Die Tschechen glauben an ihre Zukunft und haben keine Angst, sich zu verschulden. Die hiesigen Haushalte schuldeten den einheimischen Banken bis Ende Juni dieses Jahres insgesamt über 350 Milliarden Kronen (knapp 10,2 Milliarden Euro). Gegenüber dem gleichen Zeitraum des vergangenen Jahres ist das ein Anstieg von 86 Milliarden Kronen. Diese Zahlen verdeutlichen bereits: Das war nicht immer so. Erst durch die in der zweiten Hälfte der 90er Jahre durchgeführte Privatisierung der großen tschechischen Banken kam endlich Schwung in das Finanzgeschäft, da die allesamt aus den älteren EU-Ländern stammenden neuen Besitzer dieser Kreditinstitute nun auch das Flair und die Produkte westeuropäischer Prägung im Umlauf brachten. Das bestätigte Radio Prag gegenüber auch der Analytiker der Tschechischen Sparkasse (Ceska sporitelna), Petr Zahradnik:
"Bis zu dieser Zeit verhielt sich die tschechische Gesellschaft sehr abneigend gegenüber einer Verschuldung. Man zog die Ausgabe von Bargeld vor, nur in einem sehr geringen Maße nutzte man Verbraucherkredite. Deshalb mussten die neuen Bankeigentümer auch erst eine sehr breit angelegte Werbe- und Überzeugungskampagne führen, um die tschechische Bevölkerung für die neuen Finanzmöglichkeiten zu begeistern. Diese Kampagne war schließlich von Erfolg gekrönt. Auf der anderen Seite spielten auch die sich ständig verbessernden ökonomischen Verhältnisse in Tschechien eine wesentliche Rolle. Die Verbraucherkredite wurden daher Jedermann zugänglicher. Bis Mitte der 90er Jahre waren die Zinssätze bei uns sehr hoch, insbesondere bei den Verbraucherkrediten, bei denen sie im zweistelligen Bereich nahe der 20-Prozent-Grenze lagen. In der Zwischenzeit hat sich die Inflation in Tschechien stark verringert. Derzeit ist sie eine der niedrigsten in Europa und dementsprechend sind auch die Zinssätze sehr niedrig."

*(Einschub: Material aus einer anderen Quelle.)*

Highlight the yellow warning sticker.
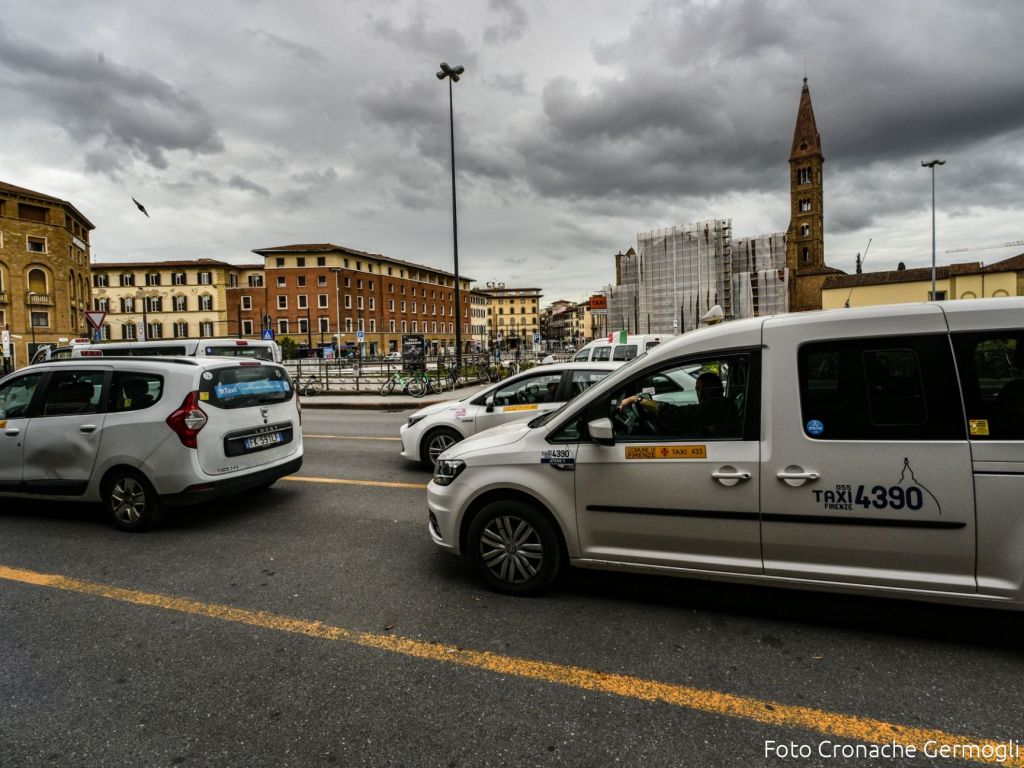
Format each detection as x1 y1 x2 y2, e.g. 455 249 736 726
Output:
626 445 708 459
968 419 988 436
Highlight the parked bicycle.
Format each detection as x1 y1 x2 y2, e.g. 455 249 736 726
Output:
380 371 427 397
293 374 323 397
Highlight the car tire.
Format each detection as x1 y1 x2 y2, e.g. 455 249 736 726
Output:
467 500 563 595
103 469 165 532
420 427 463 469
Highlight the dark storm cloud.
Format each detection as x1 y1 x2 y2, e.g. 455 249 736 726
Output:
0 25 223 174
483 0 529 43
227 174 270 198
501 0 1024 226
246 30 328 67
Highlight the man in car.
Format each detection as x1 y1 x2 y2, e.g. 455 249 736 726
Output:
618 371 735 437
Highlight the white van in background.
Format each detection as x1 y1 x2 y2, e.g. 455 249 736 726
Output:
572 334 676 362
32 339 283 362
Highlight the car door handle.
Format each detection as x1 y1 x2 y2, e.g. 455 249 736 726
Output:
711 467 751 487
775 467 821 487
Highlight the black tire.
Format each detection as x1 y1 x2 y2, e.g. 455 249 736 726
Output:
420 427 463 469
466 500 564 595
102 468 165 532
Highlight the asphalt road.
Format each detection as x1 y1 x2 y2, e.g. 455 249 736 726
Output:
0 410 1024 768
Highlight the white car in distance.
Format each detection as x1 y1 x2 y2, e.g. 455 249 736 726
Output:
400 360 623 468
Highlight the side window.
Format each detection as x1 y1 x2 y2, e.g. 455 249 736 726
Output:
495 373 562 406
798 336 964 440
953 331 1024 440
0 374 43 419
108 371 164 413
39 371 106 416
608 353 760 441
569 371 610 399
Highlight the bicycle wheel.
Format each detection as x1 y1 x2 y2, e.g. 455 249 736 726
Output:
408 377 427 397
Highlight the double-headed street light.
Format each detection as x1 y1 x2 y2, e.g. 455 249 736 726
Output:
437 61 466 368
921 160 946 301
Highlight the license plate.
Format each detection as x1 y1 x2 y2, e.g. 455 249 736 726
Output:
242 432 285 451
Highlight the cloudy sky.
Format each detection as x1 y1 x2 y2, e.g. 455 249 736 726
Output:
0 0 1024 301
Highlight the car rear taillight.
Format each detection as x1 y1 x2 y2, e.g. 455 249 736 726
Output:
167 392 207 447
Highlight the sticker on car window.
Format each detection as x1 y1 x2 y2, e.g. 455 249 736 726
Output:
626 445 708 460
213 379 288 400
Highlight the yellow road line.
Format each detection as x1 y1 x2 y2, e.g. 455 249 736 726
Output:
281 475 427 490
302 432 401 440
0 565 1024 768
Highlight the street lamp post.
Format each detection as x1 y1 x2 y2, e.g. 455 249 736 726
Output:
437 61 466 369
331 266 341 359
921 160 946 301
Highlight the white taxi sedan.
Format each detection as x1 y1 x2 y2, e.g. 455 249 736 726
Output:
400 360 623 468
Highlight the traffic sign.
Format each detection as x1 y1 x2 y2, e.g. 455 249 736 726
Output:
85 312 106 331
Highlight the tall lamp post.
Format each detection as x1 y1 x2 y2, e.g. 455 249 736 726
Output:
921 160 946 301
437 61 466 369
331 266 341 359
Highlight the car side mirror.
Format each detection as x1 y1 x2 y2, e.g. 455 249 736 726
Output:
587 418 615 445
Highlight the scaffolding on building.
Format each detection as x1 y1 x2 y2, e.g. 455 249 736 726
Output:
605 219 788 333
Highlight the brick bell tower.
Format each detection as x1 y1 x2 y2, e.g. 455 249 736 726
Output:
785 78 839 312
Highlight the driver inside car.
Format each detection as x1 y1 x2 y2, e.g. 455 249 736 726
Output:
618 371 735 437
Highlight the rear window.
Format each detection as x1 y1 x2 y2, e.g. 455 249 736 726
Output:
199 365 292 409
202 344 273 361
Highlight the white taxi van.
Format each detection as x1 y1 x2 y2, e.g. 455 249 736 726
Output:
427 298 1024 608
0 357 302 531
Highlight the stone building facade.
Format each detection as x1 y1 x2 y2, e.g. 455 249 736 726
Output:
0 181 95 366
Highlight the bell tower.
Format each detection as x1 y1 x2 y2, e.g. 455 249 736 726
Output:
785 78 836 311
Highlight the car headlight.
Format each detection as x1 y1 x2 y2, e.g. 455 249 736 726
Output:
434 459 466 485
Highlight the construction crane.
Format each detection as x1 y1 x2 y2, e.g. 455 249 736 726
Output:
943 240 1024 253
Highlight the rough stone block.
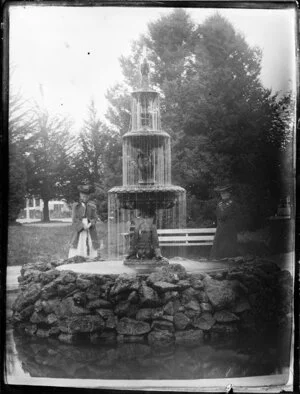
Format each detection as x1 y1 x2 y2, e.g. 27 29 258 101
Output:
117 317 150 335
204 278 237 310
86 298 113 309
214 310 239 323
174 312 191 330
148 331 175 347
193 313 216 331
139 283 161 306
151 320 175 332
175 330 203 345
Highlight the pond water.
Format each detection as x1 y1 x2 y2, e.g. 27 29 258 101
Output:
6 329 289 380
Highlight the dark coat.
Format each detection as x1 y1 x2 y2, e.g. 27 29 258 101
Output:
210 200 238 259
70 202 100 249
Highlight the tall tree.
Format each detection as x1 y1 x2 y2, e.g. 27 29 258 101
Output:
72 101 122 219
108 9 291 227
8 86 34 223
26 107 74 222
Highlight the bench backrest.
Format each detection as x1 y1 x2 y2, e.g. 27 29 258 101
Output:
157 228 216 246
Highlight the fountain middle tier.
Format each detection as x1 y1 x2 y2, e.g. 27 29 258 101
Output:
109 184 185 210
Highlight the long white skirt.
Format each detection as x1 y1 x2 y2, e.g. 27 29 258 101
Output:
68 230 97 259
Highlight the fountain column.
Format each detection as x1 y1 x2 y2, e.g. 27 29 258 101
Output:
108 59 186 258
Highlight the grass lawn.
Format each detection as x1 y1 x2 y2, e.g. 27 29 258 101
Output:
7 226 72 265
7 222 267 265
7 222 106 265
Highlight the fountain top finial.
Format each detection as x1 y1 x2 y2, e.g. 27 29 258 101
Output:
141 47 150 89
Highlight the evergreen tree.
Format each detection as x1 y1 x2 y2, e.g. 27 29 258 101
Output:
8 86 34 223
108 9 291 228
71 101 122 219
26 107 74 222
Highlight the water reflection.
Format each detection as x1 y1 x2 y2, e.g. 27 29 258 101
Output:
7 330 289 379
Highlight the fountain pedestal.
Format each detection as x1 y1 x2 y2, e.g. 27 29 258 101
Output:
108 60 186 267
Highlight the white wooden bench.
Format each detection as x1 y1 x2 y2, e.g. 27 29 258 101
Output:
157 228 216 246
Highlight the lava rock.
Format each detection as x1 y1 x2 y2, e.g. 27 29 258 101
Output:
12 283 41 312
136 308 163 321
117 317 150 335
76 277 92 290
161 264 187 279
151 320 175 332
174 312 191 330
54 297 90 318
148 331 175 347
86 298 113 309
204 278 237 310
110 274 140 297
146 267 179 286
90 331 117 344
211 323 238 336
175 330 203 345
128 290 140 304
66 315 105 334
184 299 201 313
39 269 60 284
139 283 161 306
24 324 37 336
153 282 178 293
35 328 50 338
193 313 216 331
214 310 239 323
114 301 138 317
163 301 175 316
232 298 251 313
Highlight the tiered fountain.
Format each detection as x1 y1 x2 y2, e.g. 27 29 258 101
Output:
108 59 186 264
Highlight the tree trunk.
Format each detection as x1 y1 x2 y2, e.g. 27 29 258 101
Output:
43 199 50 223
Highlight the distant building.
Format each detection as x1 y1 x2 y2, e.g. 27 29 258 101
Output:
19 197 72 219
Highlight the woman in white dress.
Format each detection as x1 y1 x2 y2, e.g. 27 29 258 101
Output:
68 185 99 259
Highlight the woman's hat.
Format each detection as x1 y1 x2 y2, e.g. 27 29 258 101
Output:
214 184 232 193
77 184 95 194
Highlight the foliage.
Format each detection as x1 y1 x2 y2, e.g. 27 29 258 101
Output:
107 9 293 229
7 222 107 266
26 107 74 221
71 101 122 219
8 86 33 222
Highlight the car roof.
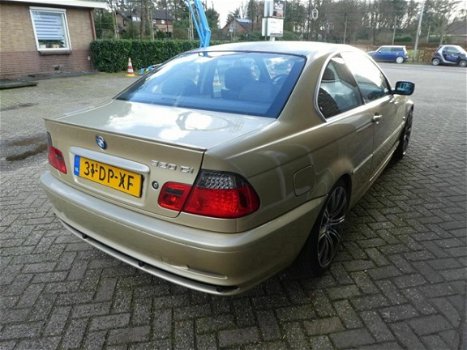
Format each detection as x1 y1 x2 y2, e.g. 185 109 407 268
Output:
380 45 405 49
194 41 360 57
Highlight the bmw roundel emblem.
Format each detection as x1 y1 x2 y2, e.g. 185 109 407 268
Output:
96 136 107 149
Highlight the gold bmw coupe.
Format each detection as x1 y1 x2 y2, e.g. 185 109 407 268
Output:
41 42 414 295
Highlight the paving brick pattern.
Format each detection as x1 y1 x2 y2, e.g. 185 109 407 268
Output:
0 66 467 350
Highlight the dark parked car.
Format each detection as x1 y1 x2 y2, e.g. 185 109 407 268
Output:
41 41 414 295
368 45 409 63
431 45 467 67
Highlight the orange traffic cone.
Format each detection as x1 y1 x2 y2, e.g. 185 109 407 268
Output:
126 58 135 77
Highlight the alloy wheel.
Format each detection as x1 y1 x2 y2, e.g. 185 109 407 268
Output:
318 185 347 268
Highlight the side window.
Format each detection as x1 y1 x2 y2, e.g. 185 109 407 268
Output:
318 56 362 118
342 52 391 103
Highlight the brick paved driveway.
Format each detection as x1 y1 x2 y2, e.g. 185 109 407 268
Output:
0 65 467 349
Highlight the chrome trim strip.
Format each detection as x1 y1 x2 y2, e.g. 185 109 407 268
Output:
70 147 149 174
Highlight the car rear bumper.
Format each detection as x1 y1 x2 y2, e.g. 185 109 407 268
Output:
41 171 323 295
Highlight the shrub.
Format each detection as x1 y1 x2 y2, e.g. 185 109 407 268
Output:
91 39 199 73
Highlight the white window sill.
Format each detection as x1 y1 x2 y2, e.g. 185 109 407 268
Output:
38 49 71 56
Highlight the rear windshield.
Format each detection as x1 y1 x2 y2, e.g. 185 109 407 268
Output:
117 52 305 118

Diese zinsgünstige Situation wird von den tschechischen Verbrauchern weitgehend ausgenutzt. Weshalb und wofür, dazu sagte Petr Zahradnik:"Die Leute bevorzugen es aufgrund dieser Umstände, Kredite und Darlehen aufzunehmen, denn die Verzinsung der Ersparnisse ist weniger attraktiv. Außerdem haben viele Haushalte inzwischen ihre Bonität erhöht, der durchschnittliche Lohn hat sich - umgerechnet zum Euro - in den zurückliegenden zehn Jahren um das Sechs- bis Siebenfache erhöht. Die Leute investieren daher in den Kauf von Immobilen und Wohnungen, oder aber in die Ausstattung dieser, so dass die Nachfrage nach entsprechenden Verbraucherkrediten nach wie vor sehr stark ist."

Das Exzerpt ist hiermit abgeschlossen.